Schrobenhausen
Der Feind der Fichte

Der Borkenkäfer macht Waldbesitzern in diesem Jahr das Leben schwer - Fallen geben einen Überblick über den Befall

14.08.2017 | Stand 23.09.2023, 2:47 Uhr
In die Falle gegangen: Förster Guido Zitzelsberger (l.) und Jäger Hubert Schweiger (r.) sind im Wald der Leinfelder-Forstverwaltung unterwegs, um die Fallen für die Kupferstecher und Buchdrucker zu entleeren. 2004 hat die Bayerische Landesanstalt für Wald und Forstwirtschaft ein landesweites Monitoring für Borkenkäfer ins Leben gerufen, um Infos zu lokaler Dichte und Schwärmverhalten zu bekommen. −Foto: Schmeizl

Schrobenhausen (SZ) Die sommerliche Hitze begünstigt die Ausbreitung des Borkenkäfers, der sich heuer wegen des milden Winters ohnehin stark vermehrt hat. Auch in den Wäldern rund um Schrobenhausen. Pheromon-Fallen sollen einen Überblick über die Situation mit dem kleinen Übeltäter geben.

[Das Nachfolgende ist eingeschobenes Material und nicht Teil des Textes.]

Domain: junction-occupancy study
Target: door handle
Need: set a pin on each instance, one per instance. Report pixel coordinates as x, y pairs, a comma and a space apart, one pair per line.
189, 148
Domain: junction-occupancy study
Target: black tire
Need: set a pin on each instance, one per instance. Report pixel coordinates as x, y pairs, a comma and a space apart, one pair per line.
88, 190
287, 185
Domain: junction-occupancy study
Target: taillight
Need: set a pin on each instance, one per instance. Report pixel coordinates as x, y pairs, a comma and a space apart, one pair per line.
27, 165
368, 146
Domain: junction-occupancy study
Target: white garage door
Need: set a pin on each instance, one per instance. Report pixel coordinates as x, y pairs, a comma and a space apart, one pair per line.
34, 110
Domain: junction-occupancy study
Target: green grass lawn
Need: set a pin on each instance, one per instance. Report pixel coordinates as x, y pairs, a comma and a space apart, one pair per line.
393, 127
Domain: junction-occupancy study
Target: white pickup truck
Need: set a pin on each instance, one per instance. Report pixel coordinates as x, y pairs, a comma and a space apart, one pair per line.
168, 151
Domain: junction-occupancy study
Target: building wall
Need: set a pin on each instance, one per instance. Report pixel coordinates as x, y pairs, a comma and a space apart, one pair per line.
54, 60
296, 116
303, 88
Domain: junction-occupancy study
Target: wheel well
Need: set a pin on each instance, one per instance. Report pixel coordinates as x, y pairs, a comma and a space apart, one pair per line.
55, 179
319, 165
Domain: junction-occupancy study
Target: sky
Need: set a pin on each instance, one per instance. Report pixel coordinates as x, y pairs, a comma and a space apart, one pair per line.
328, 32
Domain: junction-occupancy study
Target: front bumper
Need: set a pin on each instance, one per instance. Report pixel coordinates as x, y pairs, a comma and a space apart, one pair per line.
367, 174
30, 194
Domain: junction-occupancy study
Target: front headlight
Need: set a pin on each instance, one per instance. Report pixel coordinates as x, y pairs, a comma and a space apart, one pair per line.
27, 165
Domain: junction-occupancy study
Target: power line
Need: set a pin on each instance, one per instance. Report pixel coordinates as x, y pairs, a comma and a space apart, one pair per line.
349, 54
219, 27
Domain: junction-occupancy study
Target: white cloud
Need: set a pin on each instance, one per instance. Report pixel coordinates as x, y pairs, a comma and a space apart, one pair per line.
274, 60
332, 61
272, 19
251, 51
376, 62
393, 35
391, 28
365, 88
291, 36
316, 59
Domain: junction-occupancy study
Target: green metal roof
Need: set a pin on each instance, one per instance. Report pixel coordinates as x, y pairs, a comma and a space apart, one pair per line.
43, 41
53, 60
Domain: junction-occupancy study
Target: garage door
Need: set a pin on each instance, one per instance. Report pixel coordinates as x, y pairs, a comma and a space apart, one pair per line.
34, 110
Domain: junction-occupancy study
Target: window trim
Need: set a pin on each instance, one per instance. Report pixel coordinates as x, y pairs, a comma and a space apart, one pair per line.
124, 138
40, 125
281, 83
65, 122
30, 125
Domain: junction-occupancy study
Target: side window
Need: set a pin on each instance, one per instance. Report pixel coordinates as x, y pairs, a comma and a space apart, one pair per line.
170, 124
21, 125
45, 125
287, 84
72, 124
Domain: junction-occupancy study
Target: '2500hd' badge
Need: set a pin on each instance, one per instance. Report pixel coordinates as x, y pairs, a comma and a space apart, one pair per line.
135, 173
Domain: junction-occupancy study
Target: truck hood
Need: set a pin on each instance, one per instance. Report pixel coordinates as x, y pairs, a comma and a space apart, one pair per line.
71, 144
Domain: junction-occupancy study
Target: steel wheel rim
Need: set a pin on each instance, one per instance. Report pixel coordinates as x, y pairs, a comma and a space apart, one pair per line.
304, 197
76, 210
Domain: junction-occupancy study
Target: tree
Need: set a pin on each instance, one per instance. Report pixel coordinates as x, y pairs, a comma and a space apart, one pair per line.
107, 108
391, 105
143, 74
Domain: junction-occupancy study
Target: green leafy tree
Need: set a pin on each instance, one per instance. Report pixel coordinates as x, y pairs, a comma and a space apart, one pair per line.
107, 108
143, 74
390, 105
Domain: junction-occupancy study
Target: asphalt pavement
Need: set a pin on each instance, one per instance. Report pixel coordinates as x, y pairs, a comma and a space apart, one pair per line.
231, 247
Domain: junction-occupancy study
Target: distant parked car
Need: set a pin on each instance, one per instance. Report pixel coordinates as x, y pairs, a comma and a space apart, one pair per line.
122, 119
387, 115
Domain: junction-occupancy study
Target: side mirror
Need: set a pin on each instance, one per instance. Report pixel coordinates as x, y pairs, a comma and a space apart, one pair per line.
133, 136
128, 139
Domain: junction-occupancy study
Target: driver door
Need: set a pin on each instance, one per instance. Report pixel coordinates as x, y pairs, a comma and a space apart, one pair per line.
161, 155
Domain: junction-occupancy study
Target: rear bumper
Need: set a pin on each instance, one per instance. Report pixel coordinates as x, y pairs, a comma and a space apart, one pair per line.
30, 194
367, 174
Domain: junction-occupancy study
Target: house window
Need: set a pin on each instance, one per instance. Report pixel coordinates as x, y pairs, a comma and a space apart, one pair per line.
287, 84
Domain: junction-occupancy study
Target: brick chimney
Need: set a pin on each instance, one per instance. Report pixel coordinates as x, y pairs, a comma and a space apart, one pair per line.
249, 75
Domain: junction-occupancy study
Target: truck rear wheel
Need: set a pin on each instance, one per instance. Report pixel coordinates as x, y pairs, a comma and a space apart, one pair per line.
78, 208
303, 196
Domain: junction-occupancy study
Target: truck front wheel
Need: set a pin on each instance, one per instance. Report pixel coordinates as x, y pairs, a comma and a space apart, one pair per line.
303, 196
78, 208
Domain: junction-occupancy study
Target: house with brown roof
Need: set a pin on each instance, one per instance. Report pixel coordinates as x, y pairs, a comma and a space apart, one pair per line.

Das weiße Auto hüpft auf und ab. Saftiges Grün leuchtet von allen Seiten in den Wagen. Konzentriert schaut Guido Zitzelsberger auf den Waldweg vor sich. An einer Lichtung schaltet er einen Gang zurück und fährt langsamer. Er deutet auf einen großen Haufen abgeholzter Fichten. „Die mussten gefällt werden, weil der Borkenkäfer am Werk war“, sagt Zitzelsberger. Er ist Förster beim Amt für Ernährung, Landwirtschaft und Forsten in Pfaffenhofen, betreut das Forstrevier Schrobenhausen und ist damit für die Wälder rund um die Stadt zuständig.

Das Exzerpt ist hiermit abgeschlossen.